• Warning: Spoilers
    Yet another musician-based biopic, sad but true. It's a musical recreation of early recording artists at Chess Records circa 1950-1960's, the Chicago Blues' holiest temple. Marquee roles include Muddy Waters, Little Walter, Etta James, Howlin' Wolf and Chuck Berry. Pulling strings from behind the glass is owner/macher, Leonard Chess. Unfortunately, Hollywood can even f**k up the blues. In it's profligate grab for cash, the executives seem to have found a formula which entails hiring music and film stars to pose and emote for an hour and a half in order to sell a soundtrack. Do they teach this stuff at USC film school? Or does the new breed bypass appreciation of the medium altogether? Is it all dollars and cents? For every good bit of casting, such as Jeffrey Wright in the role of Muddy Waters, there are countless others who flail around, mug, grimace, bleed, and of course sing. Adrian Brody will not remember this role as a hallmark in his career. At what point did the director, Darnell Martin, throw up her hands and quit caring? Contracting Beyonce to fill the role of Etta James is like casting a Persian kitten with dyed tips to play a bloody-mouthed mother lion growling her need across the hot nighttime skies. Whoever made this movie should be ashamed. Hell, I'm ashamed and I only watched it.

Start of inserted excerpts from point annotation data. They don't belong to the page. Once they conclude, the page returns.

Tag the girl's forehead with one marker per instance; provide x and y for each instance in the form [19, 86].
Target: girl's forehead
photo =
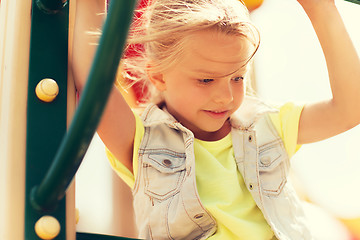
[216, 49]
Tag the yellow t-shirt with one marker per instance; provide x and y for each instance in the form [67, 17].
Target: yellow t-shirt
[219, 183]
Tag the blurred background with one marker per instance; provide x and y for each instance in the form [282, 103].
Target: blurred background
[289, 66]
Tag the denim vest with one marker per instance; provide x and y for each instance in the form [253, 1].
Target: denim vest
[166, 201]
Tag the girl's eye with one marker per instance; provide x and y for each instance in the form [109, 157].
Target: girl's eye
[238, 79]
[206, 80]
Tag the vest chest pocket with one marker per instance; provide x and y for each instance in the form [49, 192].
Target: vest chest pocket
[273, 168]
[163, 174]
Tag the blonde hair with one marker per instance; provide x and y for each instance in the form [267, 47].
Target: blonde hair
[163, 26]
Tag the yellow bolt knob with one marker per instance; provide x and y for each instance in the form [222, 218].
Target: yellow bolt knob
[47, 227]
[47, 90]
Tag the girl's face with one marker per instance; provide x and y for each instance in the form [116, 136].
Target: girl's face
[207, 85]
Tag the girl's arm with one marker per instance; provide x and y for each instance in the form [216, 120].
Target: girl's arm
[117, 126]
[325, 119]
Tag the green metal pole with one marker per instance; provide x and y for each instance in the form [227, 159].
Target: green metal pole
[51, 6]
[92, 103]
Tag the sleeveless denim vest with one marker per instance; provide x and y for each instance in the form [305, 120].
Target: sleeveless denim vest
[166, 201]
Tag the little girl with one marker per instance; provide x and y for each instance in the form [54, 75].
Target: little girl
[205, 160]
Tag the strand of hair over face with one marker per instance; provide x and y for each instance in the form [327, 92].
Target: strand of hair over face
[162, 25]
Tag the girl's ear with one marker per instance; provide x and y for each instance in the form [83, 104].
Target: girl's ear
[157, 79]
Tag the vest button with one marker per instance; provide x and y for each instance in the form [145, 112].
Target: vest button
[167, 162]
[265, 160]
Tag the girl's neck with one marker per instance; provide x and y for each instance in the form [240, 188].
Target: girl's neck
[214, 136]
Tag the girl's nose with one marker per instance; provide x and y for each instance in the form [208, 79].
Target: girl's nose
[224, 94]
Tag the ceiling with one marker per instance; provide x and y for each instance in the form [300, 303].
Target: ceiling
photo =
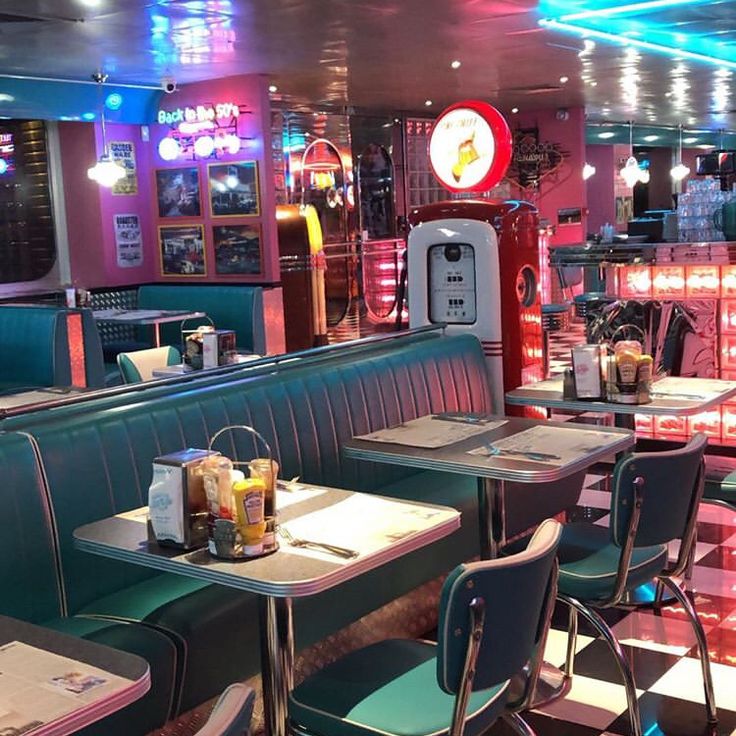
[388, 55]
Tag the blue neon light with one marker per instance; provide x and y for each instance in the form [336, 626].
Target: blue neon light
[633, 24]
[114, 101]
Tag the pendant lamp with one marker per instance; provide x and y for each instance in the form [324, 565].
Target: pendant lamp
[679, 171]
[106, 172]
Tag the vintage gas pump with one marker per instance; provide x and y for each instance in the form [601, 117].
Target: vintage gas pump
[473, 264]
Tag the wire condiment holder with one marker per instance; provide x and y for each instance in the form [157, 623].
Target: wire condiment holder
[225, 539]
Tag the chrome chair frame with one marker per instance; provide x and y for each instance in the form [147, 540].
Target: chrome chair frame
[666, 578]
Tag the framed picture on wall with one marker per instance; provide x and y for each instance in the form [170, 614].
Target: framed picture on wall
[237, 249]
[234, 189]
[177, 192]
[182, 250]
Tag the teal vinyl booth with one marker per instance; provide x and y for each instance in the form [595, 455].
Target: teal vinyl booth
[96, 459]
[34, 341]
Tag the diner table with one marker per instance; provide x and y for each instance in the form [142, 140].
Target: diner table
[375, 528]
[671, 396]
[536, 464]
[155, 317]
[53, 684]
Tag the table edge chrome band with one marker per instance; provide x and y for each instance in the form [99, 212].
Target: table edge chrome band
[496, 473]
[341, 574]
[605, 407]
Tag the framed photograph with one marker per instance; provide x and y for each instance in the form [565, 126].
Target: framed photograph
[177, 192]
[234, 189]
[237, 249]
[182, 250]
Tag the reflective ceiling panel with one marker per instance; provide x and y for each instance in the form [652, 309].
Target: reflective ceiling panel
[385, 54]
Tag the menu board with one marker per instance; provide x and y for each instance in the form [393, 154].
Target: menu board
[38, 687]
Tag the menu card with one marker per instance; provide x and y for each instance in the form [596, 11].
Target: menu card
[548, 444]
[433, 431]
[362, 523]
[39, 687]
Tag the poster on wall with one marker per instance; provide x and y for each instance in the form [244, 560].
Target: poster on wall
[128, 241]
[237, 249]
[123, 152]
[182, 250]
[234, 189]
[177, 192]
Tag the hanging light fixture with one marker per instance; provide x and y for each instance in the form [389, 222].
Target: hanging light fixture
[632, 173]
[106, 172]
[679, 171]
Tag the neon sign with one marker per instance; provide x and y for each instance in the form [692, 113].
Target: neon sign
[200, 131]
[198, 114]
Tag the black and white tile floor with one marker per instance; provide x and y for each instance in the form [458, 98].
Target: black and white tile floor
[661, 647]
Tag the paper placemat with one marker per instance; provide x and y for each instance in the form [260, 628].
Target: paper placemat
[38, 687]
[433, 431]
[551, 445]
[362, 523]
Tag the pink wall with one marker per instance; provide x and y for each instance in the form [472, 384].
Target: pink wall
[600, 187]
[254, 126]
[566, 188]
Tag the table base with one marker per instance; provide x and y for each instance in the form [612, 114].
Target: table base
[277, 662]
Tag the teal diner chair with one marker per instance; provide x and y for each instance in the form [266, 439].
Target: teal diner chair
[232, 713]
[654, 500]
[493, 620]
[140, 364]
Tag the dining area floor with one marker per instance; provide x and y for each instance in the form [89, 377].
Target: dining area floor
[660, 646]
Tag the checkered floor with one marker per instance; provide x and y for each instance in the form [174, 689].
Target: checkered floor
[661, 648]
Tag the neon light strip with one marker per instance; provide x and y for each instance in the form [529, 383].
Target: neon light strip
[629, 8]
[632, 41]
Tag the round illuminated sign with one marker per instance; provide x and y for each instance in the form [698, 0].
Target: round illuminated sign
[470, 147]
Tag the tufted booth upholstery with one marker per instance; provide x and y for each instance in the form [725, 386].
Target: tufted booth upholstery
[97, 460]
[33, 590]
[231, 307]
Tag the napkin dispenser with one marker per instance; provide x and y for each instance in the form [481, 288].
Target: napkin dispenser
[218, 348]
[177, 505]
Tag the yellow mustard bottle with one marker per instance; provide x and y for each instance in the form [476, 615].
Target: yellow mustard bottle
[248, 498]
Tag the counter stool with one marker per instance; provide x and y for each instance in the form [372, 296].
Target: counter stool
[493, 620]
[720, 480]
[654, 500]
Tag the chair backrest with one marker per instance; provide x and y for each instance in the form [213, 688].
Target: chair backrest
[671, 490]
[514, 590]
[140, 364]
[232, 713]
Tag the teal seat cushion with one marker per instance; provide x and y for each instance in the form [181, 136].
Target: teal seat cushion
[720, 478]
[589, 561]
[387, 688]
[194, 616]
[155, 707]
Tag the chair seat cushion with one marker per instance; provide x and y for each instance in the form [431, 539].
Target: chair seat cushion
[155, 707]
[720, 478]
[194, 616]
[389, 688]
[589, 562]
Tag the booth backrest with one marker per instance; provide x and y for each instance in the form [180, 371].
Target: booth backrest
[98, 462]
[28, 559]
[230, 306]
[34, 345]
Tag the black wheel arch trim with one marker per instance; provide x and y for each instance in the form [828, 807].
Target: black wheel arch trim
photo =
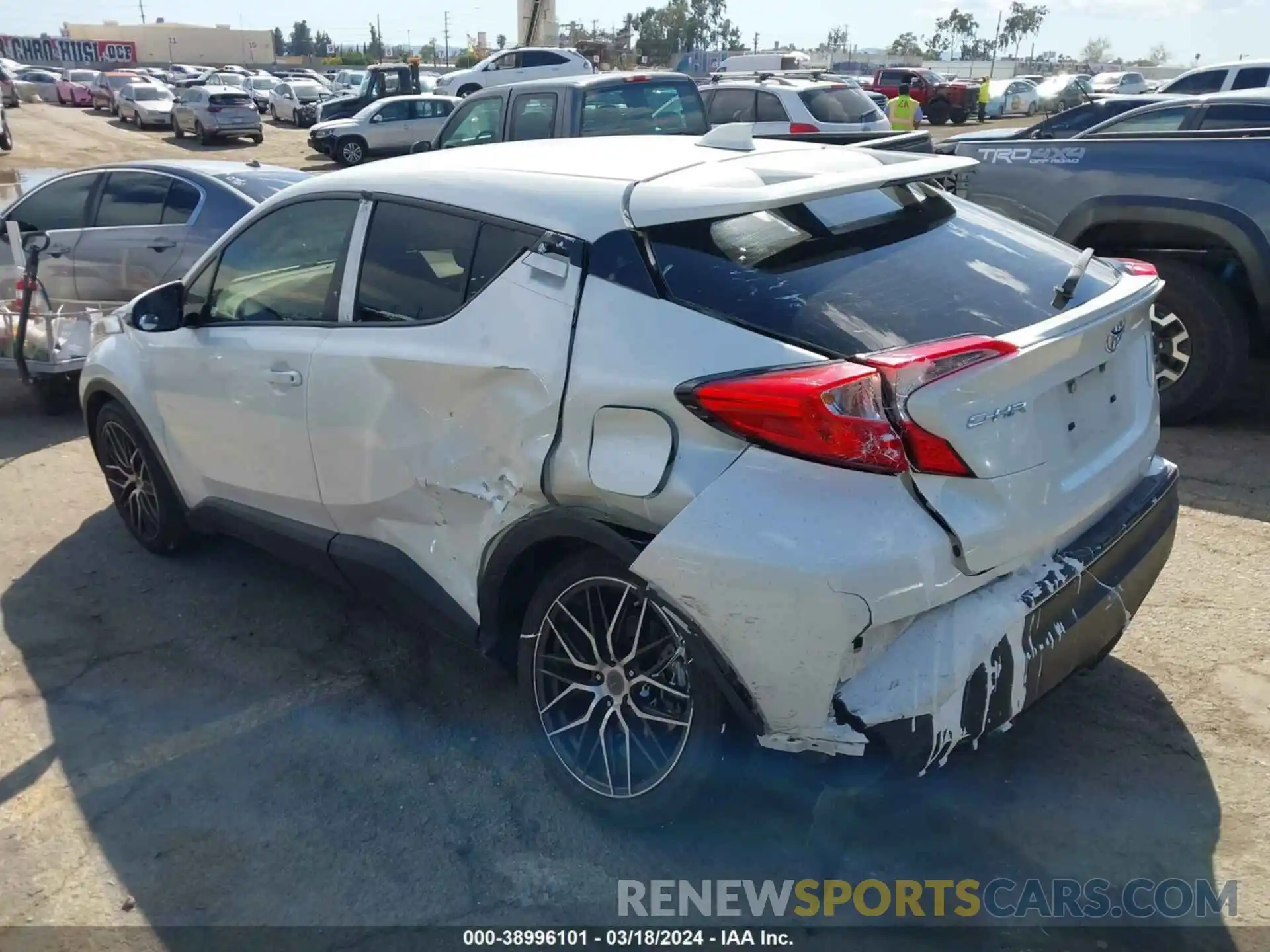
[1230, 225]
[99, 387]
[589, 526]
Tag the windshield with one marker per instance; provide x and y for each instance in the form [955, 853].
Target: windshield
[644, 108]
[259, 186]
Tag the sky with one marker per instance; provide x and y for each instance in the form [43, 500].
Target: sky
[1214, 30]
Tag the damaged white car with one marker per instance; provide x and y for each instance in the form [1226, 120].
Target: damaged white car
[666, 426]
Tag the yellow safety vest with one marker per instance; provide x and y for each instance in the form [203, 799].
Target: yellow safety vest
[902, 112]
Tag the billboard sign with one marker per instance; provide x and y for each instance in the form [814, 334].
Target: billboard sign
[59, 50]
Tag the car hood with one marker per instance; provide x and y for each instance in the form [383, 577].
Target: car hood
[984, 136]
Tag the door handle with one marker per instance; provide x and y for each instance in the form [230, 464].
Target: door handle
[285, 379]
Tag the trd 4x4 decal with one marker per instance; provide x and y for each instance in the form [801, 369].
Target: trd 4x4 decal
[1043, 155]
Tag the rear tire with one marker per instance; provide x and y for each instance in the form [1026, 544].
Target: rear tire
[145, 499]
[1202, 337]
[579, 713]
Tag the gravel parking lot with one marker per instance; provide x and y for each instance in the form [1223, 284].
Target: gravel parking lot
[220, 739]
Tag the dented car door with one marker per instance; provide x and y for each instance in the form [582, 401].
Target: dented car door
[436, 399]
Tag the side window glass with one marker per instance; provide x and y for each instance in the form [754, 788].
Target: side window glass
[284, 267]
[415, 264]
[1251, 78]
[497, 248]
[732, 106]
[132, 198]
[182, 201]
[534, 116]
[770, 110]
[476, 122]
[394, 112]
[59, 205]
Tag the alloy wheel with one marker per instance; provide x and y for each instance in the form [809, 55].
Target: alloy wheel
[611, 686]
[128, 479]
[1173, 347]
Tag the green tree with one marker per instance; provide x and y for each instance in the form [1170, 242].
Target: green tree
[1023, 22]
[906, 45]
[302, 42]
[1095, 50]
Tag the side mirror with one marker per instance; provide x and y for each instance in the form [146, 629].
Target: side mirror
[159, 309]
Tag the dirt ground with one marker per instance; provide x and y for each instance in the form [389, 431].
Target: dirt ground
[220, 739]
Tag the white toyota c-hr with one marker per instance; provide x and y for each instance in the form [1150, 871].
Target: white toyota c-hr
[686, 432]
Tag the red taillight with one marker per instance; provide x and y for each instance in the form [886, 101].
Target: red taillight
[906, 370]
[1140, 270]
[832, 413]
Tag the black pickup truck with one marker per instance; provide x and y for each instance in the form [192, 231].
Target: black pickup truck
[1180, 184]
[609, 104]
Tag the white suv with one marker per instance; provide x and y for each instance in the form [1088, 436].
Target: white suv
[513, 66]
[653, 420]
[783, 106]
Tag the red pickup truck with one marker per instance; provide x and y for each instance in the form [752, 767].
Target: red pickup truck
[941, 99]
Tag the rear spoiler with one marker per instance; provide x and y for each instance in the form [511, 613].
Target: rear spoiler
[665, 200]
[892, 141]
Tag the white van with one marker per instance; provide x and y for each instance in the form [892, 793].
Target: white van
[762, 63]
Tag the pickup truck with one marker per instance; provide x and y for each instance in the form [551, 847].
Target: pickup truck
[1194, 204]
[384, 80]
[941, 99]
[609, 104]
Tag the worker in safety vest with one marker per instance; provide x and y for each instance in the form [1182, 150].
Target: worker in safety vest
[904, 111]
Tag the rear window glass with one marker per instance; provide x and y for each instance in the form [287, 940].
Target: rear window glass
[839, 104]
[836, 274]
[259, 186]
[643, 108]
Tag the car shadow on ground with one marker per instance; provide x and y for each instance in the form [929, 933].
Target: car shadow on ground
[26, 428]
[251, 746]
[1224, 460]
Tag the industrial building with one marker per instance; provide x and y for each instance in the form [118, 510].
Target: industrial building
[178, 42]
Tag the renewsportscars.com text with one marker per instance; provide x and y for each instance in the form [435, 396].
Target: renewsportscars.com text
[967, 899]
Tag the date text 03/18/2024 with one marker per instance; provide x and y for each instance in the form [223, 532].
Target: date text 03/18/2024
[626, 938]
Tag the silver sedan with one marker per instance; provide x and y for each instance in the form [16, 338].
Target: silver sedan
[146, 104]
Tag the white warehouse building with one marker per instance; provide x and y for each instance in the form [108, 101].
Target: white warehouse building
[178, 42]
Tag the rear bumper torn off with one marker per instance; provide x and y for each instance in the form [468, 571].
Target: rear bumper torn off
[970, 666]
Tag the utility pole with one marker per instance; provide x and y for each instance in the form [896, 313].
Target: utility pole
[996, 38]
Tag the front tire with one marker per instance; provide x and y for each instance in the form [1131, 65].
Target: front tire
[629, 725]
[349, 151]
[1202, 343]
[145, 499]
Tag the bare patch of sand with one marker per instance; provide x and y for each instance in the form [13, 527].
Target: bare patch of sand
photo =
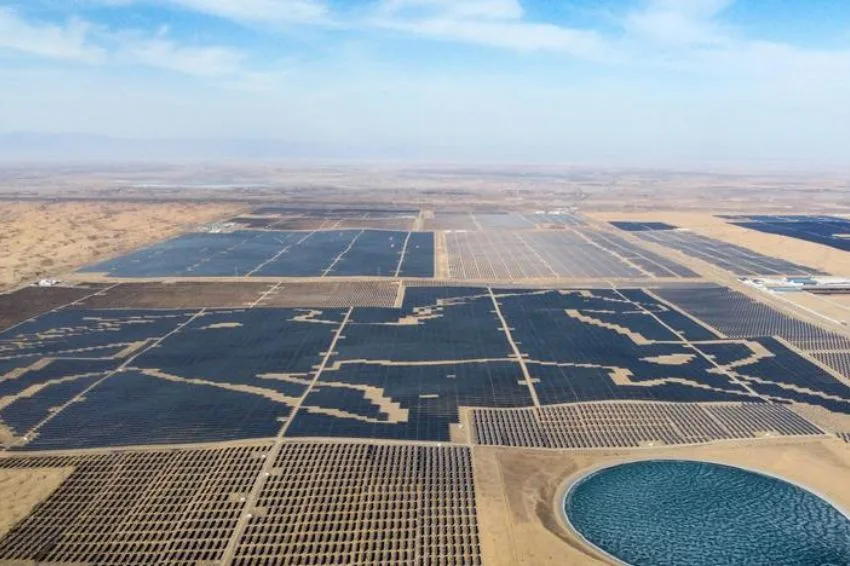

    This movie is so bad it will probably make money. The producers know their market: youthful audiences aroused by celebrity casts (Mos Def, Beyonce), and older fans enticed by the Blues legends of their youth. We need look no farther than the recent box office success of similar films including Taylor Hackford's "Ray," James Mangold's "I Walk the Line," and Bill Condon's "Dreamgirls." Each one focusing on the recording industry with its supply of soundtrack hits, stars and prestigious awards. This movie sips from that same well.

    Cadillac Records borrows heavily from those films, but lacks any focus. It's a compendium of characters, songs, sub-plots in search of a main thread. They'd probably have achieved their ends more successfully by making "Muddy," thereby concentrating on one major luminary instead of an entire stable of acts. Or "Etta," since R and B is a more commercially popular and viable commodity in 2009 than the three-chord limitations of Chicago Blues. In fact Cadillac Records tried to fit about 5 biopics into one, which was an unfortunate conception.

    A tribute lounge band in Las Vegas gives more integrity to the Chicago legends than this movie does. There's something so soulless and imitative about it, as if it were written, filmed, edited and finished by a cell of marketing executives bent on scraping every last dollar out of its tired carcass.